Al considerar los contrastes entre humanismo «cívico» y «cristiano» tampoco debemos olvidar la enorme diversidad del pensamiento renacentista. Maquiavelo no es un pensador renacentista italiano más «típico» que Ficino, Alberti o Bruno. Así pues, al comparar a los pensadores italianos con los noreuropeos debemos tener cuidado en elegir las «parejas». Con demasiada frecuencia los estudiosos exageran los contrastes entre el pensamiento renacentista en Italia y el norte de Europa escogiendo a Maquiavelo, por ejemplo, para representar todo el humanismo italiano y a Erasmo para representar el humanismo del norte. Surge un cuadro muy diferente si comparamos, por ejemplo, a John Colet, como representante del humanismo del norte, con Marsilio Ficino, como representante del humanismo italiano, o comparamos a Petrarca con Tomás Moro.

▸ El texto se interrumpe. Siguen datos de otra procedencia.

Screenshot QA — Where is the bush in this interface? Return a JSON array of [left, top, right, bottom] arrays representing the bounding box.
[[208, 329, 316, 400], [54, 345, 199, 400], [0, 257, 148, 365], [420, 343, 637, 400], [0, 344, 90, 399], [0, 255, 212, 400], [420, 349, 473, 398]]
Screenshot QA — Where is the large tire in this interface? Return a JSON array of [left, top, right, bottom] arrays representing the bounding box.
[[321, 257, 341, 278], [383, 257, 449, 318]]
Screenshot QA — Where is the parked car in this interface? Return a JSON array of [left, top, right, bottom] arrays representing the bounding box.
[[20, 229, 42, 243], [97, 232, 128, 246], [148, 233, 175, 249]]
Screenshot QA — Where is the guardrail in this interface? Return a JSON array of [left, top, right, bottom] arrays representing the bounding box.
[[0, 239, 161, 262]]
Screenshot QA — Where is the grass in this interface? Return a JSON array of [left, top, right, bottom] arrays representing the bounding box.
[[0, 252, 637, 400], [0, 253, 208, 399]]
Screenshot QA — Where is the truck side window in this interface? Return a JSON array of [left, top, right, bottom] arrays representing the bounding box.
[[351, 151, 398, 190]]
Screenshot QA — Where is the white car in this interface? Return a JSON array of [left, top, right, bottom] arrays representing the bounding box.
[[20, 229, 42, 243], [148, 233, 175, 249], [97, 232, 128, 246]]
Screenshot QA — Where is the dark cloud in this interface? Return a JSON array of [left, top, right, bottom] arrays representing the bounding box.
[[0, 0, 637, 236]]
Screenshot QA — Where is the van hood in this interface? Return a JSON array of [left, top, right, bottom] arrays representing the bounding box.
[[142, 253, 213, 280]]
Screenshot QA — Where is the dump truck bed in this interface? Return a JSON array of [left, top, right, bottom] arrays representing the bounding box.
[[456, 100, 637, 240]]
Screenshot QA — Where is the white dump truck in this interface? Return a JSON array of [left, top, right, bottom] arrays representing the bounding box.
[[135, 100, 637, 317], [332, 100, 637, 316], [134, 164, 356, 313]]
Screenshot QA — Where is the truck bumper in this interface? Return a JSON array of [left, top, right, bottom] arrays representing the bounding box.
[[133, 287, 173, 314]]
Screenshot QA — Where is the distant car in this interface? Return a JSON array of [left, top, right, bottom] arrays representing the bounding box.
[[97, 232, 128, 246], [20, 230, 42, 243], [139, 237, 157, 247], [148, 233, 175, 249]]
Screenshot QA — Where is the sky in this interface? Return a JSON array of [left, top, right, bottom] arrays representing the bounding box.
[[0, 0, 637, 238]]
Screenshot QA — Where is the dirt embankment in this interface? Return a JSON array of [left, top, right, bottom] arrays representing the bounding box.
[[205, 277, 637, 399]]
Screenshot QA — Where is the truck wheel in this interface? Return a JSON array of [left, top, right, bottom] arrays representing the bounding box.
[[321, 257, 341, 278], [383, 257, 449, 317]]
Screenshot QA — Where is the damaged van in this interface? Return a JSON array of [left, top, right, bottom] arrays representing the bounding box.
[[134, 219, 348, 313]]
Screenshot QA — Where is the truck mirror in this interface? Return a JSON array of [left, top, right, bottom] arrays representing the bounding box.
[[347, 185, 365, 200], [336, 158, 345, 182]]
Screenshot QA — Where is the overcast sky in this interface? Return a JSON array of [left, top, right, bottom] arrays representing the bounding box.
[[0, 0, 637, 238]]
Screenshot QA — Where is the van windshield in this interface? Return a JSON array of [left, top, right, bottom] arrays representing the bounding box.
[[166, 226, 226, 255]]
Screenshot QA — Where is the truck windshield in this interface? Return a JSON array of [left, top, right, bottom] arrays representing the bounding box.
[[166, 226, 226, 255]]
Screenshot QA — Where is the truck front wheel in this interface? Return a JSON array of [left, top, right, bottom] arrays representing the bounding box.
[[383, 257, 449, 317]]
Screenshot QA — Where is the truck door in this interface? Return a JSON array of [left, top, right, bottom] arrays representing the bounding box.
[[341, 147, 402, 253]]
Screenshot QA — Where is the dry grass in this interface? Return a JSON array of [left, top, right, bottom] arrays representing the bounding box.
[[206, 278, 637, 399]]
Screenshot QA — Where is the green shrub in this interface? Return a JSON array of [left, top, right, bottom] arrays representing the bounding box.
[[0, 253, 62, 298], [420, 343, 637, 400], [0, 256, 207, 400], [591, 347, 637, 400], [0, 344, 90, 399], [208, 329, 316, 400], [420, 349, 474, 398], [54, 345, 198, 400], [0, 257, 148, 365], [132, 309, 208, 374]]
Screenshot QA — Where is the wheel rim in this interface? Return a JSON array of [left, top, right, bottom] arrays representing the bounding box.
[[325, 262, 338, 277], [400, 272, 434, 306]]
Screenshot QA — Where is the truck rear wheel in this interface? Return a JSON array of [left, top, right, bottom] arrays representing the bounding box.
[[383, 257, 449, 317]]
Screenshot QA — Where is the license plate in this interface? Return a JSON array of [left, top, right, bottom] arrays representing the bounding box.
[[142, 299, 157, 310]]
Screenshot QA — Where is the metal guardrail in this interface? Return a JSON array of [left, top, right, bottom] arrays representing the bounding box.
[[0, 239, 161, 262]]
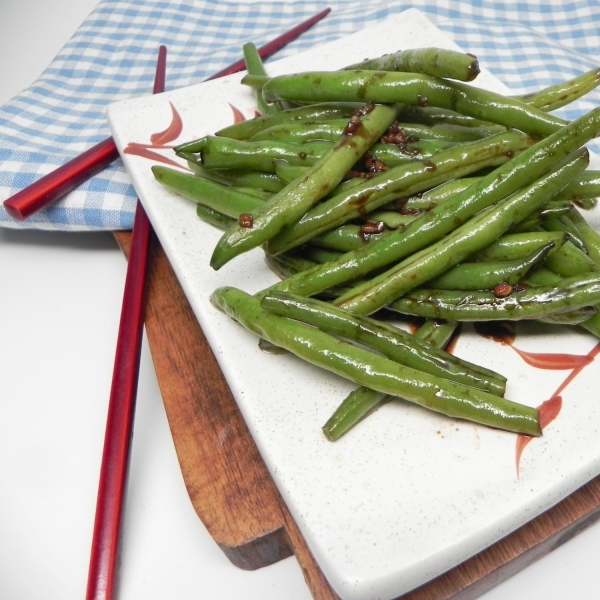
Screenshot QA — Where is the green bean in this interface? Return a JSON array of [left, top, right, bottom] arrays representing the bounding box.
[[557, 170, 600, 209], [211, 287, 541, 436], [188, 161, 285, 192], [265, 250, 318, 279], [175, 135, 331, 173], [427, 243, 554, 290], [210, 105, 400, 269], [387, 273, 600, 321], [364, 210, 421, 229], [273, 159, 308, 184], [322, 319, 457, 442], [400, 106, 491, 127], [248, 119, 348, 144], [302, 245, 341, 263], [395, 177, 481, 211], [512, 199, 571, 233], [249, 119, 505, 144], [309, 225, 391, 252], [468, 231, 567, 262], [242, 42, 281, 115], [369, 140, 457, 167], [336, 148, 589, 314], [515, 69, 600, 112], [242, 71, 566, 137], [261, 292, 506, 396], [213, 102, 364, 142], [414, 319, 458, 349], [344, 48, 479, 81], [322, 386, 393, 442], [546, 242, 600, 277], [152, 165, 265, 219], [196, 204, 235, 231], [267, 131, 532, 254], [539, 217, 587, 252], [567, 206, 600, 265], [266, 109, 600, 296]]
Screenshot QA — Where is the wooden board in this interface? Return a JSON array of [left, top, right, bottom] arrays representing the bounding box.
[[115, 227, 600, 600]]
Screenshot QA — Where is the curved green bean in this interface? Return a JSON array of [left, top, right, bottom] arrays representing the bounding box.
[[210, 105, 400, 269], [211, 287, 541, 436], [468, 231, 567, 262], [344, 48, 480, 81], [266, 108, 600, 296], [267, 131, 533, 254], [175, 135, 331, 173], [214, 102, 364, 142], [242, 71, 566, 137], [336, 148, 589, 314], [427, 243, 554, 290], [261, 292, 506, 396], [515, 69, 600, 112], [387, 273, 600, 322], [322, 319, 457, 442]]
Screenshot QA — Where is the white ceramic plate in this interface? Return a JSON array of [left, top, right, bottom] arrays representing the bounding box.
[[108, 10, 600, 600]]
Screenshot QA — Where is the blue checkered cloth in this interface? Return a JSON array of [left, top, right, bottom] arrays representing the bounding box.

Tampoco deben exagerarse los contrastes entre el Renacimiento y la Alta Edad Media. Los humanistas italianos y noreuropeos compartían una visión optimista de la naturaleza humana como perfectible a pesar de las consecuencias de la desobediencia de Adán y Eva; pero nadie fue más optimista a este respecto que santo Tomás de Aquino. Ambos grupos destacaban la importancia de la introspección personal y el examen de conciencia, pero ninguno se tomó este precepto más en serio que los pensadores cistercienses del siglo XII. Y, para finalizar, ambos grupos compartían la creencia de que las exhortaciones de los intelectuales elevarían la moral de todos y los conducirían a nuevas cimas de virtud. En este sentido, la vida intelectual del Alto Renacimiento presenta una especie de optimismo ingenuo que contrasta agudamente con el mundo más oscuro y más complejo desde el punto de vista psicológico de la Edad Media y con la era de la Reforma que estaba a punto de comenzar.